Assume we have a set of $N$ random variables with known multivariate distribution $\boldsymbol{X}\sim\mathcal{N}(\boldsymbol{\mu},\boldsymbol{\Sigma})$, and a series of realisations $\{\boldsymbol{X_t}\}=\{x_{1,t},x_{2,t},\dots,x_{N,t}\}$ for $t=1,2,\dots,T$.
At each time time $t$ we can calculate the cross-sectional mean $\mu^{cs}_t=\frac{1}{N}\sum_{i=1}^N(x_{i,t})$ and the cross-sectional volatility: \begin{equation} \sigma^{cs}_t = \sqrt{\frac{1}{N}\sum_{i=1}^N(x_{i,t}-\mu^{cs}_t)^2}, \end{equation}
and hence we have the time series of cross-sectional values $\{\boldsymbol{\mu^{cs}_t}\}$ and $\{\boldsymbol{\sigma^{cs}_t}\}$.
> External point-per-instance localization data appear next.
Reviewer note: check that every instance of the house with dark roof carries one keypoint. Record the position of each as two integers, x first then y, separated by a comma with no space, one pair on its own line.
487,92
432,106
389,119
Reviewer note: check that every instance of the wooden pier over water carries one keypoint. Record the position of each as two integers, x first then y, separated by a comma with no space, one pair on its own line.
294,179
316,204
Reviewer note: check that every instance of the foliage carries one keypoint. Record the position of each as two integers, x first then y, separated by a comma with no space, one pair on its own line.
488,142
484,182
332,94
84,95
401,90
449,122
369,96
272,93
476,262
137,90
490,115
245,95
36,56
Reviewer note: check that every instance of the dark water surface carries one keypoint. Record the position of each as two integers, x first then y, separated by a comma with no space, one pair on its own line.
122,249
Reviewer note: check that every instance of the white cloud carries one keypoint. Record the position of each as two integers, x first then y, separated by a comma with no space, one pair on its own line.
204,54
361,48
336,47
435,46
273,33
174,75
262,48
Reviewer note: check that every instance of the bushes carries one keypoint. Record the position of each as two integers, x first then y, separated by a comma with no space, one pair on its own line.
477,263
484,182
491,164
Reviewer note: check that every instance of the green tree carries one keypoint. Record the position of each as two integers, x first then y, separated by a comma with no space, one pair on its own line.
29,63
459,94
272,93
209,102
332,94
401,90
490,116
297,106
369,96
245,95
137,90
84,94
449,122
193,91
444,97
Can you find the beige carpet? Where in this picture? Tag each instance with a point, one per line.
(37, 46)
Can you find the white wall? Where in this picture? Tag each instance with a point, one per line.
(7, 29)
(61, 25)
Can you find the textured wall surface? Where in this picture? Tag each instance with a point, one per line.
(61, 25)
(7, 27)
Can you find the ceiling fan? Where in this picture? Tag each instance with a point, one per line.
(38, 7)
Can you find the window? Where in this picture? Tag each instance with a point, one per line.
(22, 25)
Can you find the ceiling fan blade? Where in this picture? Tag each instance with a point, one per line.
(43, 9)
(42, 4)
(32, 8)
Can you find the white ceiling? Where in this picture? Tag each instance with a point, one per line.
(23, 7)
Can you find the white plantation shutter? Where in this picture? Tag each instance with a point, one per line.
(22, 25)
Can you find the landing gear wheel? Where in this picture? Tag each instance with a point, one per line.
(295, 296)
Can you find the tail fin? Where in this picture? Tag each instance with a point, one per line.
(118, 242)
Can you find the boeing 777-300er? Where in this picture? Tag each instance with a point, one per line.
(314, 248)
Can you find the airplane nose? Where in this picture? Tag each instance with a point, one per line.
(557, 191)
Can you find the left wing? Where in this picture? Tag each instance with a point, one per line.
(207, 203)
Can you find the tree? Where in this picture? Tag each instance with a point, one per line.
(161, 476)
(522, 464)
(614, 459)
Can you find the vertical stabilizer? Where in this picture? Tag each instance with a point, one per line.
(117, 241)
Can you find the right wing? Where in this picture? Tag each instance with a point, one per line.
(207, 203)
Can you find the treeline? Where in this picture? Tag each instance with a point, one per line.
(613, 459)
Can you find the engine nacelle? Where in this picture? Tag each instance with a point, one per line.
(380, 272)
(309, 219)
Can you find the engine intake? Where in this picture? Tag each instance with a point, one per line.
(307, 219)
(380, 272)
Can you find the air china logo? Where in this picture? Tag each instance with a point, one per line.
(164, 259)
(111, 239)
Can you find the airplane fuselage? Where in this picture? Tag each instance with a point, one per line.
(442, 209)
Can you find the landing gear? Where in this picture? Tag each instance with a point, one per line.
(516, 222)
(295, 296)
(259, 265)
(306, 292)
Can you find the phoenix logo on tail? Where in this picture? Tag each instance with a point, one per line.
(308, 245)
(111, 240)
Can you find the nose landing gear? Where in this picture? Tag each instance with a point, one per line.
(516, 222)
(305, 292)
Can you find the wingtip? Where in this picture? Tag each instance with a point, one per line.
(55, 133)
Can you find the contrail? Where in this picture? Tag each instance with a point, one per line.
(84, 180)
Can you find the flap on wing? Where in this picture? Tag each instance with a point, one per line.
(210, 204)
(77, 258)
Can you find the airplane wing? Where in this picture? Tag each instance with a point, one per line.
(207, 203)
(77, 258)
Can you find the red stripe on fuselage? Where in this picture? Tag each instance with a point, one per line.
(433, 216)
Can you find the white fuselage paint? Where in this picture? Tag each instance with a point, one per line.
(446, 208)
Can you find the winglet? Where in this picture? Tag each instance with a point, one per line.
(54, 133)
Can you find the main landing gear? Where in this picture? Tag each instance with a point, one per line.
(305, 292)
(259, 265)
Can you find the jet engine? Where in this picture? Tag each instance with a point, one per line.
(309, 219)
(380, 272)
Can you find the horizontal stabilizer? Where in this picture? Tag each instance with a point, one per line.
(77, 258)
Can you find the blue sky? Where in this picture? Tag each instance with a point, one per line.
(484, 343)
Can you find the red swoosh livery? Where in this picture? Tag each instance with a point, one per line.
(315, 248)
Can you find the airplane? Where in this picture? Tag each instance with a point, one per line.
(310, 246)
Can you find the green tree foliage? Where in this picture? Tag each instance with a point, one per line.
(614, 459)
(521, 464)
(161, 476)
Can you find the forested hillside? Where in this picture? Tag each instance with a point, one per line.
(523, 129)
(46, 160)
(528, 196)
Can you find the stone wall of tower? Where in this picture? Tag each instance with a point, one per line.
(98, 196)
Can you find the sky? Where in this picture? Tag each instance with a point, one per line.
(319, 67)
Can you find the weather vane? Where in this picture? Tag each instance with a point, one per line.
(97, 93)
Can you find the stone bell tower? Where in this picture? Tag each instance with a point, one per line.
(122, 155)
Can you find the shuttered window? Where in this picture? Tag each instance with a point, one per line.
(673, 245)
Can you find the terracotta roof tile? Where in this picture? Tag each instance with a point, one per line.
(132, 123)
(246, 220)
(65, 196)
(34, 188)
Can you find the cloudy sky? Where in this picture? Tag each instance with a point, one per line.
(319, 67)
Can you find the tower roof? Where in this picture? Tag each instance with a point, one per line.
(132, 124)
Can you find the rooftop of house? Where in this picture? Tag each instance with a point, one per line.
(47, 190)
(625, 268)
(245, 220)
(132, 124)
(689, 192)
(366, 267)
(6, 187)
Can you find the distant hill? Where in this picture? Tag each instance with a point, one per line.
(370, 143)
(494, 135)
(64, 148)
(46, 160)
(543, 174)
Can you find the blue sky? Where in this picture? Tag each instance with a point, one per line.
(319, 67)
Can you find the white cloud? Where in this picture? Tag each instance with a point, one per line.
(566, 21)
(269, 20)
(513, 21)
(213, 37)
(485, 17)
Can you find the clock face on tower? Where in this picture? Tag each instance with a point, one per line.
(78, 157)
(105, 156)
Given the assumption of multivariate normality, is there an analytical solution for the limiting distribution of cross-sectional volatility (and mean)?
PS: the context is daily/weekly/monthly financial stock returns and then trying to model the cross-sectional volatility (a.k.a. return dispersion) over those same periods.